The rigors of psychiatric drug research have seldom included children. Indeed, four out of five medicines listed in the Physician's Desk Reference have not been tested in younger people. (Once a drug is approved by the U.S. Food and Drug Administration, doctors can prescribe it for anybody.)

President Clinton recently announced a plan that would require drug firms to test whether medicines are safe and effective for kids.

FDA officials also are concerned that the use of antidepressants in children is on the rise, with little information available about that use. The agency is urging drug companies to start studies.

Also, the National Institute of Mental Health has just supported the opening of three child psychopharmacology centers--at Columbia University's College of Physicians and Surgeons, Johns Hopkins Medical Institutes and the University of Pittsburgh. These centers will conduct medication studies on children with depression and anxiety disorders.
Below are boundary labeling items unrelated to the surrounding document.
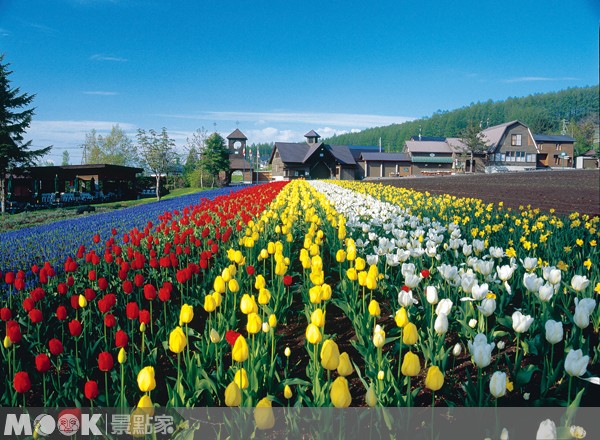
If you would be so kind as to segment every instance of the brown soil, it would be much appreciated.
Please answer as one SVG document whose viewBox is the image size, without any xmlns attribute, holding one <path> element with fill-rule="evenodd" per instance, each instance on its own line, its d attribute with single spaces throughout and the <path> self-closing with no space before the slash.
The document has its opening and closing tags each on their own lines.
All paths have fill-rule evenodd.
<svg viewBox="0 0 600 440">
<path fill-rule="evenodd" d="M 598 170 L 553 170 L 499 174 L 457 174 L 454 176 L 403 177 L 382 179 L 386 185 L 475 197 L 484 202 L 504 202 L 518 209 L 531 205 L 559 214 L 600 215 L 600 172 Z"/>
</svg>

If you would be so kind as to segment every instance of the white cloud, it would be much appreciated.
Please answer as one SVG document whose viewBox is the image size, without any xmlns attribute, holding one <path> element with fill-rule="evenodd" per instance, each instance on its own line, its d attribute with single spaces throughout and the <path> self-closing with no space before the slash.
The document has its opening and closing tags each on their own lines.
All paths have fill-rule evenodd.
<svg viewBox="0 0 600 440">
<path fill-rule="evenodd" d="M 502 82 L 514 83 L 514 82 L 535 82 L 535 81 L 577 81 L 579 78 L 574 78 L 571 76 L 565 77 L 545 77 L 545 76 L 520 76 L 517 78 L 505 79 Z"/>
<path fill-rule="evenodd" d="M 83 92 L 84 95 L 98 95 L 98 96 L 115 96 L 118 95 L 117 92 L 105 92 L 102 90 L 88 90 Z"/>
<path fill-rule="evenodd" d="M 116 57 L 113 55 L 104 55 L 101 53 L 94 54 L 90 57 L 90 60 L 94 61 L 116 61 L 116 62 L 125 62 L 128 61 L 127 58 Z"/>
<path fill-rule="evenodd" d="M 368 115 L 355 113 L 308 112 L 204 112 L 199 114 L 170 114 L 164 117 L 213 121 L 244 121 L 255 124 L 285 122 L 289 124 L 327 124 L 340 127 L 375 127 L 399 124 L 415 118 L 409 116 Z"/>
</svg>

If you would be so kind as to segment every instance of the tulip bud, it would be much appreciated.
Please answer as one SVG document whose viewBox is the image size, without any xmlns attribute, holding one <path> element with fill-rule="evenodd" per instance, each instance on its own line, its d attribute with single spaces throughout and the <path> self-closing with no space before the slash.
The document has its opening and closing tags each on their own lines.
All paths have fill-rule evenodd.
<svg viewBox="0 0 600 440">
<path fill-rule="evenodd" d="M 273 407 L 268 398 L 263 398 L 258 401 L 254 408 L 254 422 L 258 429 L 271 429 L 275 426 L 275 415 Z"/>
<path fill-rule="evenodd" d="M 242 391 L 237 383 L 231 382 L 225 388 L 225 405 L 231 406 L 240 406 L 242 403 Z"/>
<path fill-rule="evenodd" d="M 221 335 L 214 328 L 210 329 L 210 342 L 213 344 L 218 344 L 221 342 Z"/>
<path fill-rule="evenodd" d="M 289 385 L 286 385 L 283 388 L 283 397 L 285 397 L 288 400 L 292 398 L 292 389 L 290 388 Z"/>
<path fill-rule="evenodd" d="M 117 361 L 119 361 L 120 364 L 124 364 L 127 361 L 127 352 L 123 347 L 121 347 L 121 349 L 119 350 L 119 354 L 117 355 Z"/>
<path fill-rule="evenodd" d="M 437 391 L 444 385 L 444 375 L 440 371 L 439 367 L 432 365 L 427 370 L 427 377 L 425 378 L 425 386 L 431 391 Z"/>
<path fill-rule="evenodd" d="M 331 391 L 329 393 L 331 403 L 336 408 L 348 408 L 352 403 L 352 396 L 348 389 L 348 381 L 345 377 L 339 376 L 331 384 Z"/>
</svg>

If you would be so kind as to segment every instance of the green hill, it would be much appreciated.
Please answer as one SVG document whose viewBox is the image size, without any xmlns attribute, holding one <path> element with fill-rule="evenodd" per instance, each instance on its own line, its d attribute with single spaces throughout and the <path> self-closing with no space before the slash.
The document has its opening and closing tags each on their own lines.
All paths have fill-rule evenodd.
<svg viewBox="0 0 600 440">
<path fill-rule="evenodd" d="M 599 87 L 578 87 L 552 93 L 508 98 L 505 101 L 478 102 L 452 111 L 438 111 L 431 117 L 402 124 L 374 127 L 358 133 L 324 140 L 333 145 L 377 145 L 385 151 L 401 151 L 411 136 L 460 137 L 469 122 L 482 127 L 518 119 L 535 134 L 560 134 L 565 121 L 567 134 L 577 142 L 578 151 L 593 147 L 598 126 Z M 597 142 L 597 140 L 596 140 Z"/>
</svg>

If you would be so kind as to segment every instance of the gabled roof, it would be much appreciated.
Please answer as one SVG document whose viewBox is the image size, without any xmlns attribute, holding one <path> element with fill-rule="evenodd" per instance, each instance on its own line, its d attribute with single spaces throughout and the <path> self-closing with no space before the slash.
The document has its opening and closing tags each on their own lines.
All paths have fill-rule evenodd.
<svg viewBox="0 0 600 440">
<path fill-rule="evenodd" d="M 233 131 L 233 133 L 231 133 L 229 136 L 227 136 L 227 139 L 244 139 L 244 140 L 248 140 L 248 138 L 246 137 L 246 135 L 244 133 L 242 133 L 237 128 Z"/>
<path fill-rule="evenodd" d="M 406 151 L 409 153 L 440 153 L 452 154 L 452 149 L 446 142 L 440 141 L 406 141 Z"/>
<path fill-rule="evenodd" d="M 534 134 L 533 139 L 536 142 L 575 142 L 575 138 L 571 136 L 553 134 Z"/>
<path fill-rule="evenodd" d="M 410 162 L 410 155 L 406 153 L 379 153 L 366 152 L 361 155 L 362 160 L 378 162 Z"/>
</svg>

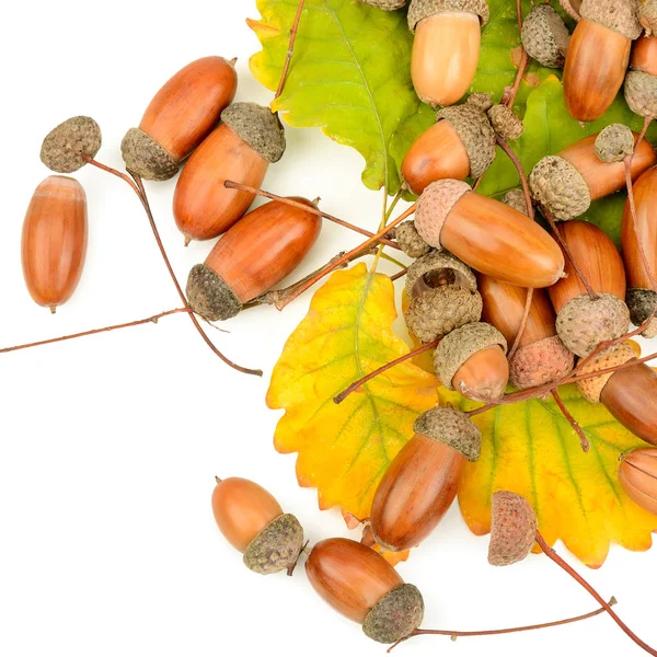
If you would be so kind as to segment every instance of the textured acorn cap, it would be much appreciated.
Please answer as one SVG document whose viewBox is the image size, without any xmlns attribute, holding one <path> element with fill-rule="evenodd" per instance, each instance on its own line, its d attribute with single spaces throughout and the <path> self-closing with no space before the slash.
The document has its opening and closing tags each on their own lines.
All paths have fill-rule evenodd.
<svg viewBox="0 0 657 657">
<path fill-rule="evenodd" d="M 417 630 L 424 619 L 422 593 L 412 584 L 402 584 L 385 593 L 367 614 L 362 631 L 383 644 L 396 643 Z"/>
<path fill-rule="evenodd" d="M 293 566 L 303 549 L 303 528 L 291 514 L 272 520 L 246 548 L 244 565 L 260 575 Z"/>
<path fill-rule="evenodd" d="M 624 91 L 627 105 L 634 114 L 639 116 L 657 115 L 657 76 L 650 76 L 643 71 L 629 71 L 625 77 Z"/>
<path fill-rule="evenodd" d="M 579 15 L 634 41 L 643 28 L 638 22 L 637 0 L 584 0 Z"/>
<path fill-rule="evenodd" d="M 488 110 L 488 119 L 493 129 L 505 140 L 515 141 L 522 137 L 525 126 L 508 105 L 493 105 Z"/>
<path fill-rule="evenodd" d="M 537 515 L 525 497 L 509 491 L 494 493 L 488 563 L 510 566 L 526 558 L 537 541 L 538 526 Z"/>
<path fill-rule="evenodd" d="M 480 18 L 482 25 L 488 22 L 491 15 L 486 0 L 411 0 L 408 5 L 408 30 L 415 32 L 417 23 L 446 11 L 474 13 Z"/>
<path fill-rule="evenodd" d="M 543 66 L 562 68 L 569 43 L 566 24 L 550 4 L 534 7 L 522 23 L 522 45 L 527 54 Z"/>
<path fill-rule="evenodd" d="M 268 162 L 285 153 L 285 130 L 276 114 L 256 103 L 233 103 L 221 113 L 221 120 Z"/>
<path fill-rule="evenodd" d="M 168 181 L 180 169 L 178 161 L 139 128 L 126 132 L 120 142 L 120 154 L 126 169 L 146 181 Z"/>
<path fill-rule="evenodd" d="M 585 358 L 600 343 L 625 335 L 630 311 L 614 295 L 591 299 L 581 295 L 570 299 L 556 316 L 556 332 L 573 354 Z"/>
<path fill-rule="evenodd" d="M 465 413 L 450 406 L 435 406 L 413 425 L 416 434 L 438 440 L 474 462 L 482 451 L 482 433 Z"/>
<path fill-rule="evenodd" d="M 580 217 L 591 205 L 591 193 L 581 174 L 558 155 L 548 155 L 533 168 L 529 187 L 532 198 L 558 221 Z"/>
<path fill-rule="evenodd" d="M 522 345 L 509 361 L 509 381 L 519 390 L 558 381 L 573 370 L 575 356 L 557 335 Z"/>
<path fill-rule="evenodd" d="M 623 343 L 612 347 L 611 349 L 602 351 L 600 356 L 597 356 L 590 362 L 585 365 L 577 373 L 588 374 L 591 372 L 598 372 L 610 367 L 623 365 L 624 362 L 627 362 L 634 358 L 636 358 L 636 351 L 629 344 Z M 588 400 L 591 404 L 597 404 L 600 402 L 602 389 L 607 385 L 607 382 L 612 376 L 613 372 L 601 374 L 595 379 L 584 379 L 583 381 L 577 381 L 577 388 L 579 389 L 583 397 Z M 641 394 L 639 391 L 636 392 L 637 394 Z"/>
<path fill-rule="evenodd" d="M 408 257 L 422 257 L 431 251 L 431 246 L 419 237 L 413 221 L 400 223 L 394 229 L 394 239 Z"/>
<path fill-rule="evenodd" d="M 466 192 L 472 192 L 468 183 L 448 178 L 427 185 L 417 199 L 415 229 L 434 249 L 442 249 L 440 244 L 442 226 L 451 209 Z"/>
<path fill-rule="evenodd" d="M 482 316 L 483 301 L 476 290 L 442 285 L 416 295 L 404 314 L 408 331 L 423 343 L 434 342 Z"/>
<path fill-rule="evenodd" d="M 470 174 L 480 177 L 495 160 L 496 141 L 495 130 L 477 101 L 443 107 L 436 117 L 446 120 L 458 132 L 468 152 Z"/>
<path fill-rule="evenodd" d="M 47 135 L 41 160 L 50 171 L 73 173 L 87 164 L 81 154 L 95 158 L 102 142 L 101 128 L 93 118 L 74 116 Z"/>
<path fill-rule="evenodd" d="M 446 335 L 434 354 L 434 367 L 442 385 L 453 390 L 452 380 L 461 366 L 477 351 L 495 345 L 499 345 L 506 354 L 506 338 L 485 322 L 465 324 Z"/>
<path fill-rule="evenodd" d="M 187 300 L 195 313 L 210 322 L 230 320 L 242 310 L 242 302 L 230 286 L 206 265 L 192 267 Z"/>
<path fill-rule="evenodd" d="M 502 203 L 529 217 L 529 209 L 522 189 L 510 189 L 504 195 Z"/>
<path fill-rule="evenodd" d="M 634 132 L 623 124 L 611 124 L 598 135 L 595 148 L 602 162 L 622 162 L 634 152 Z"/>
<path fill-rule="evenodd" d="M 476 276 L 465 263 L 447 251 L 431 251 L 427 255 L 417 258 L 408 267 L 408 272 L 406 272 L 406 293 L 408 295 L 408 299 L 413 299 L 415 296 L 415 284 L 420 278 L 427 274 L 430 275 L 433 272 L 441 272 L 443 269 L 451 269 L 453 273 L 453 280 L 447 285 L 458 284 L 458 287 L 476 290 Z"/>
</svg>

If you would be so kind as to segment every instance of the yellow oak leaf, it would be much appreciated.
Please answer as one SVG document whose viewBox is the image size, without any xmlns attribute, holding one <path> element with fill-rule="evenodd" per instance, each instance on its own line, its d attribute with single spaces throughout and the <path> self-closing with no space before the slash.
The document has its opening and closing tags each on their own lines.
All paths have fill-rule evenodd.
<svg viewBox="0 0 657 657">
<path fill-rule="evenodd" d="M 285 408 L 275 447 L 298 452 L 297 479 L 316 487 L 320 508 L 367 518 L 377 485 L 413 424 L 437 400 L 436 377 L 412 362 L 366 383 L 342 404 L 333 397 L 408 353 L 392 331 L 394 289 L 365 264 L 336 272 L 314 295 L 272 374 L 270 408 Z"/>
</svg>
Dr. Peter Jensen, chief of the NIMH's child and adolescent research branch, said fewer than 500 children have participated in trials, and most of the studies were too small to show differences between drugs and placebos.

Still, in 1994, 200,000 prescriptions for Prozac and 300,000 for Zoloft were filled for children 5 to 10 years old. An additional 150,000 prescriptions for Zoloft and an equal amount for Prozac were filled for adolescents.

The first large-scale study of Prozac in children is about to be published in the Archives of General Psychiatry. Dr. Graham Emslie of the University of Texas studied almost 100 children and found a significant difference between those taking Prozac for up to eight weeks and those swallowing a placebo. According to Emslie, 58% did well on medicine, compared with 33% on a placebo.

"This is what we've been waiting for," said NYU's Koplewicz. "Scientific proof to confirm what we've been seeing in our clinical practice with children."

The popular medicine's makers--Eli Lilly & Co.--will use the data to petition the FDA to use the drug in children and adolescents. So far, no drugs have been approved for depression in people under 18. But a few months ago Georgia-based Solvay Pharmaceuticals received approval for Luvox, the first selective serotonin re-uptake inhibitor, or SSRI, for obsessive-compulsive disorder in children.